Thanks, now I understand it.
The problem I had was this, which I imagine to exist with many other
non-computer scientists new to Julia.
This topic is discussed under the parametric type section of the manual,
and since I had not attempted to use parametric types (the things with
the mysterious T), I didn't bother to read that section. I ran into the
problem with mostly arrays, and it is not obvious that things like
Array{Any,1} is a parametric type. So it became very strange to me when
Array{Int,1} can not be passed in the place of Array{Any,1}.
On 2014年11月27日 12:19, [email protected] wrote:
It is demonstrated in the manual at
http://docs.julialang.org/en/release-0.3/manual/types/#parametric-composite-types
that parametric types do not have any relationship even if their
parameter types have some relationship. Perhaps it would be better
emphasise that and to explain it simply and clearly for the
non-*computer* scientists as something like:
Two parametric types Sometype{T1} and Sometype{T2} have no subtype or
supertype relationship even if T1 has a subtype or supertype
relationship to T2.
Cheers
Lex
On Thursday, November 27, 2014 1:37:53 PM UTC+10, John Myles White wrote:
All types do have Any as a parent.
It is clear that many people are confused about what covariance,
contravariance and invariance mean in computer science. As such, I
very strongly encourage everyone who isn't sure that they
understand Julia's type system to read through the wikipedia
article on covariance and contravariance:
http://en.wikipedia.org/wiki/Covariance_and_contravariance_%28computer_science%29
<http://en.wikipedia.org/wiki/Covariance_and_contravariance_%28computer_science%29>
Perhaps the Julia manual should have a "prerequisites" section
that lists all of the concepts that readers are assumed to already
understand.
-- John
On Nov 26, 2014, at 7:27 PM, K Leo <[email protected]
<javascript:>> wrote:
> I ran into similar mental difficulty regarding whether type Any
is a superset of any other types. I did not find anything to
read, but simply accepted the fact through painstaking experiments.
>
> I think the word "Any" here is confusing. The English
definition of it means that it ought to include any types.
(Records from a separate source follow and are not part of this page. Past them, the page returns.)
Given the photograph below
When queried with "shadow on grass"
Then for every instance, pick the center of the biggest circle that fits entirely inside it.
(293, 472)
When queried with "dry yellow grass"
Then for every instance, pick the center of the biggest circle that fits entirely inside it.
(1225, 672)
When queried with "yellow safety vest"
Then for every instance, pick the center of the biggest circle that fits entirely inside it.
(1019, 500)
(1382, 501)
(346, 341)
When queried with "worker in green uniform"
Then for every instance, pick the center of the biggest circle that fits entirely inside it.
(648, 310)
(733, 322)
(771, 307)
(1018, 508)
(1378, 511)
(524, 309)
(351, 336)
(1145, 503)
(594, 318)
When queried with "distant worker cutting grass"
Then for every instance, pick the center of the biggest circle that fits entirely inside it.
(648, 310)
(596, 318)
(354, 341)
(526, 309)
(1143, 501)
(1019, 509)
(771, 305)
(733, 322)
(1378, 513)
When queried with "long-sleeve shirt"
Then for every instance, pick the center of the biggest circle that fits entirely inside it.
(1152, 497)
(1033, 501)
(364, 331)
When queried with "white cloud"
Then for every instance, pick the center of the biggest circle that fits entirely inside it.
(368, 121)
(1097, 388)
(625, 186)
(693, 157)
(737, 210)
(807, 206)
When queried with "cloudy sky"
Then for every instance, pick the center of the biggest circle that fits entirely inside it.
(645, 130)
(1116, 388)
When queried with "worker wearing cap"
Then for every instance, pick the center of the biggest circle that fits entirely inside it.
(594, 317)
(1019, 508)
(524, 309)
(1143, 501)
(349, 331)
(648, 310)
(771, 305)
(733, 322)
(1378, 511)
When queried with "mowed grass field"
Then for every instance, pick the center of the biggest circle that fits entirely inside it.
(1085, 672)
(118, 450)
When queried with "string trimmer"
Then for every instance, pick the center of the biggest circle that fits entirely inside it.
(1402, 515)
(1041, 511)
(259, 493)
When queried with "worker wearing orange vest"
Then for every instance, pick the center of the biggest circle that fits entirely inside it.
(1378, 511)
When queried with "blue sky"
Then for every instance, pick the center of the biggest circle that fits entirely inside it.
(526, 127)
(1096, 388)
Perhaps we should seek other word to define this type. Word like
"Mixed" might be more appropriate for this?
>
> On 2014年11月27日 08:17, Patrick O'Leary wrote:
>>
>> You've hit type invariance. In Julia, parametric types are
invariant--that is, Dict{ASCIIString,Float64} is not a subtype of
Dict{ASCIIString,Any}.
>>
>> For more information on why we use invariant parametric types,
search the list for "parametric invariant" or similar; there have
been a few discussions on the topic.